The surge in energy prices has added to concerns about a steady rise in inflation, which has topped $80 a barrel on signs of falling Russian exports as Washington has stepped up sanctions against the country.
European prices rose 4% in the last month alone following a cold snap and after Ukraine’s decision to suspend pipeline deliveries of Russian gas.
The data also showed that China’s export growth accelerated in December, while imports recovered, as the world’s second-largest economy braces for growing trade risks under the new U.S. administration.
In Europe, stocks fell for a second day, leaving them down 0.7% and down 0.6%. The index fell just 0.4%, supported by weakness in the pound, which was again in focus as the UK’s borrowing costs continued to rise.
Markets show traders have already reduced their expectations for a Federal Reserve rate cut to just 25 basis points for all of 2025, down from more than 45 basis points ahead of Friday’s jobs data.
“After a very positive jobs report, we believe the cycle of budget cuts is over,” said Aditya Bhave, deputy chief U.S. economist at BofA. “Inflation is stuck above target, with upside risks.”
“The conversation should shift to hikes, which could be in play if one-year core PCE exceeds 3% and inflation expectations become unanchored,” he added, referring to the measure. prices of the Fed’s preferred personal consumption expenditures.
Yields on the 10-year Treasury note traded at 4.79%, their highest in 14 months.

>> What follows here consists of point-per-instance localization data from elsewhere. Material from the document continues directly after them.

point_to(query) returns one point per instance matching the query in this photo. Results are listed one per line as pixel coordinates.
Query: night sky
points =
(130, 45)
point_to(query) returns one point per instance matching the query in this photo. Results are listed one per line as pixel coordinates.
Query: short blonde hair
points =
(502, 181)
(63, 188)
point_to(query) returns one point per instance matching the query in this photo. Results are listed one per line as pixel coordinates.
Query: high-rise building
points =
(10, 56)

Wednesday’s Consumer Price Index (CPI) report could prove even more market-moving than usual, as investors are set to rule out any rate cuts this year.

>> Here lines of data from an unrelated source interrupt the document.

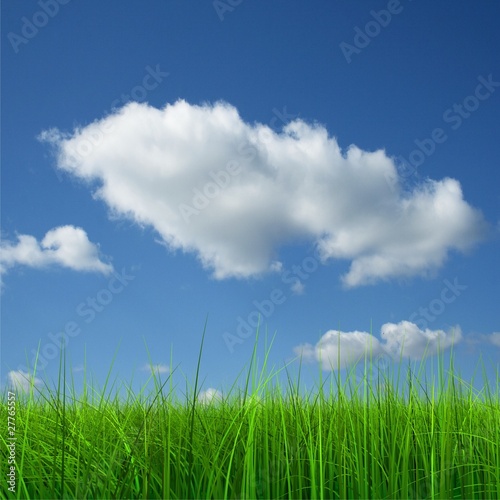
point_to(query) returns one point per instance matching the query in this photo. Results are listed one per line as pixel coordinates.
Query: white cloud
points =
(233, 193)
(336, 349)
(298, 287)
(157, 369)
(494, 338)
(66, 246)
(211, 395)
(22, 381)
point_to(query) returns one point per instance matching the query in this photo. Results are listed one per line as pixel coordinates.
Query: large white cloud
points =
(66, 246)
(233, 192)
(337, 349)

“As the weather warms up a bit, the continuation of the deep freeze in bond markets could be determined by how the U.S. CPI materializes on Wednesday after Friday’s blockbuster jobs report.” German Bank (ETR:) said strategist Jim Reid.

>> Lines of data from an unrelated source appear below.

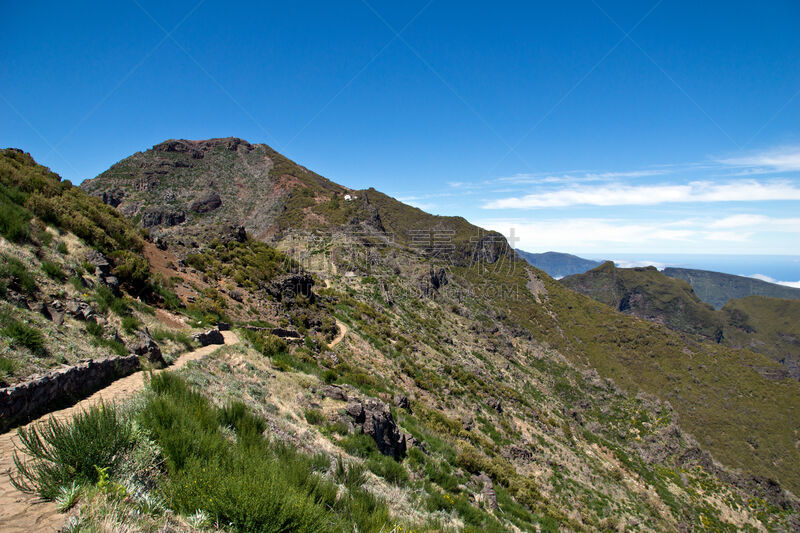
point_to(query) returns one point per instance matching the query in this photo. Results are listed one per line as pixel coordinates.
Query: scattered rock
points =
(79, 309)
(100, 263)
(333, 392)
(375, 419)
(401, 401)
(212, 336)
(496, 404)
(156, 216)
(330, 358)
(290, 286)
(431, 282)
(113, 197)
(487, 494)
(207, 202)
(56, 311)
(147, 347)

Higher bond yields raise the discount bar for corporate profits and make debt relatively more attractive compared to stocks, cash, real estate and commodities.
But they also increase borrowing costs for businesses and consumers. Part of the rise in yields in recent weeks has been driven by expectations that President-elect Donald Trump’s proposed tariffs will cause import prices to rise.
That could test optimism around corporate earnings as the season kicks off Wednesday with big banks including Citi Group (NYSE:), Goldman Sachs and JPMorgan.
MORE LOSSES TO COME
fell 0.6% and Nasdaq futures fell 0.95%, suggesting further losses on Wall Street on top of Friday’s decline.
In Asia, a public holiday in Japan led to weak trading on Monday. Chinese blue chip stocks fell 0.3%, as data showed exports rose a surprising 10.7% and imports rose 1%, adding ammunition to those calling for tough tariffs on Chinese products.
The 45 basis point rise in Treasury yields over the past two months has pushed the dollar to its highest level since November 2022 against a basket of currencies.
The pound sterling was particularly hard hit, falling 4.4% over this period. On Monday, the British pound was down 0.4% at $1.215, its weakest since early November 2023.
The global bond sell-off has hit the UK government bond market, sending long-term yields to their highest level since 1998, as concerns grow over the need for the government to borrow more to meet its budgetary commitments.
British Finance Minister Rachel Reeves said on Saturday she would act to ensure the government’s budget rules were respected.
The euro fell 0.3% to $1.0216, after hitting its lowest since November 2022 earlier today at $1.0207.
The dollar fell 0.1% against the yen to 157.535, but remains near a six-month high.
Oil prices rose another 2%, after a fall in Russian maritime exports to their lowest level since August 2023 fueled supply concerns, even before the latest round of US sanctions. Futures were up 2.3% at 81.56 a barrel.